Roberts and colleagues published a comprehensive review in Frontiers in Physiology (2018) examining the physiological differences between high and low hypertrophic responders. Their synthesis of twin studies and heritability research estimated that up to 70% of the observed variability in muscle strength and size in young adults is attributable to hereditary factors.

70% sounds deterministic. It is not.

That figure is an upper estimate from twin studies, and it may overstate genetic determinism in practical contexts. The review found that high responders show higher intramuscular androgen receptor protein content and greater satellite cell activity following training. But critically, individual gene candidates share only marginal variance with hypertrophic outcomes. The genetics of muscle growth are polygenic, meaning hundreds of genes contribute small effects. No single gene makes or breaks your potential.

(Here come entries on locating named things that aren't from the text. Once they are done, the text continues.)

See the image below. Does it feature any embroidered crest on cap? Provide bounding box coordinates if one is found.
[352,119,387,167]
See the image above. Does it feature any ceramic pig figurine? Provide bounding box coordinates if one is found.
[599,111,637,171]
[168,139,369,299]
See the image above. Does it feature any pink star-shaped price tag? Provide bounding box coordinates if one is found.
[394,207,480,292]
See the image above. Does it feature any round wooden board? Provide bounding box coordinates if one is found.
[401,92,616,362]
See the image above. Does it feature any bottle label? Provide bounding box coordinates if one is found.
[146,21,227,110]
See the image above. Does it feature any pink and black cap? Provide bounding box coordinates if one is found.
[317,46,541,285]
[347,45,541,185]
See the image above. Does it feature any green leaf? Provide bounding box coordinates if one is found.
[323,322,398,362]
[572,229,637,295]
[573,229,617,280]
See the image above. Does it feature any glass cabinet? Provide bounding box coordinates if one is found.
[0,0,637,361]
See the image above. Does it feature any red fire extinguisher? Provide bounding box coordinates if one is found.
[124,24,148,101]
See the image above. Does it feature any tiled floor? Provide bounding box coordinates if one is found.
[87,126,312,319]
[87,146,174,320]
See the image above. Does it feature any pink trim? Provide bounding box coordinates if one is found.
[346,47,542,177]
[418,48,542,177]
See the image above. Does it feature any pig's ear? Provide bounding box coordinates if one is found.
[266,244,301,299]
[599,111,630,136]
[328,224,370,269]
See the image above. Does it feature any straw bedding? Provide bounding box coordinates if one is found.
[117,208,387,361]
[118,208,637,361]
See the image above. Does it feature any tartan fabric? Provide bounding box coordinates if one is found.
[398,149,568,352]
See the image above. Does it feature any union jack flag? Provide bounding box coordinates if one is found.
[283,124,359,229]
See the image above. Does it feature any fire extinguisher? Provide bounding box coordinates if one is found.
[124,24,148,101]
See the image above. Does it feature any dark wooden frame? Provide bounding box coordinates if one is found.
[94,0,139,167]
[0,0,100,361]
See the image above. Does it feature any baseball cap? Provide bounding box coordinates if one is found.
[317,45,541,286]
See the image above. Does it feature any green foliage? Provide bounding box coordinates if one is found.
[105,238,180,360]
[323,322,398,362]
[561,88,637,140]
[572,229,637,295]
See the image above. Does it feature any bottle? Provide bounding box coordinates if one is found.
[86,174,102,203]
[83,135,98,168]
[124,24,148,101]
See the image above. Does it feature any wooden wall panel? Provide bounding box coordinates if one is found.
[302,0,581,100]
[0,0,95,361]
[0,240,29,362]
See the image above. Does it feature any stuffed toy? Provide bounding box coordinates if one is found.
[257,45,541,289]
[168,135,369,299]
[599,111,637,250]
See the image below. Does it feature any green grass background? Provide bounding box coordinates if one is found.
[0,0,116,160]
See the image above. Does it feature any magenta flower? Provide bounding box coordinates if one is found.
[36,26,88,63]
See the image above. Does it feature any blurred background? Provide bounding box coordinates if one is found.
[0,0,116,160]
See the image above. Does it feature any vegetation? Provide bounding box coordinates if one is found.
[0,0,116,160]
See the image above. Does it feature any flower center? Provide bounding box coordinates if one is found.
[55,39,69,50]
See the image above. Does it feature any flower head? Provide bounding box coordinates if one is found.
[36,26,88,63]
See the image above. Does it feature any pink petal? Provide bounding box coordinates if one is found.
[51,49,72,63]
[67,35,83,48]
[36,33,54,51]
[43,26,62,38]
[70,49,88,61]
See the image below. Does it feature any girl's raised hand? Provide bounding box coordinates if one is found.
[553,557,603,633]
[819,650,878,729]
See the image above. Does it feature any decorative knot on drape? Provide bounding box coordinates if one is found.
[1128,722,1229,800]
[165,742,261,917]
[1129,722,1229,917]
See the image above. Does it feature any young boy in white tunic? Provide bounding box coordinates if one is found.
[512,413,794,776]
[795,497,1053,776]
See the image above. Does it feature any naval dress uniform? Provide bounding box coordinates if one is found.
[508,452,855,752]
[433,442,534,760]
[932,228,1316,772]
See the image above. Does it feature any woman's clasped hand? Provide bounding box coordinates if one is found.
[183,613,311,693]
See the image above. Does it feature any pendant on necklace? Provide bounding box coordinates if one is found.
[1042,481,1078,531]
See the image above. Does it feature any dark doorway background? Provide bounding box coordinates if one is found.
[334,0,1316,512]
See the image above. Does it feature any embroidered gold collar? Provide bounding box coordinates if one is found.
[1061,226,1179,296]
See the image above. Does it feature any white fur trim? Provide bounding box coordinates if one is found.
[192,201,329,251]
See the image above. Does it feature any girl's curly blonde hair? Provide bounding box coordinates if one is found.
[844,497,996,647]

And the 30% that is not genetic? That is training program quality, protein intake, sleep, stress management, and consistency over years. For most people, this 30% is nowhere near maximized.

The ACSM 2026 Position Stand Changes the Conversation

The American College of Sports Medicine released their first resistance training position stand update in 17 years in 2026. It synthesized 137 systematic reviews covering over 30,000 participants. The largest evidence synthesis on resistance training ever conducted.

Two findings are directly relevant to the genetics question.

First: equipment type (machines, free weights, bands, bodyweight) does not consistently impact outcomes when effort and volume are matched. This matters because it means your response to training is driven by the signal you send (volume and effort), not by the tool you use to send it. Genetics may determine how strongly your body responds to that signal, but the signal itself is completely within your control.

Second: the dose-response relationship for hypertrophy (10-20 sets per muscle group per week) is highly individual. Some people need to be at the top of that range to see meaningful gains. Others respond well at the lower end. The minimum effective dose for muscle growth is as low as 4 sets per muscle group per week.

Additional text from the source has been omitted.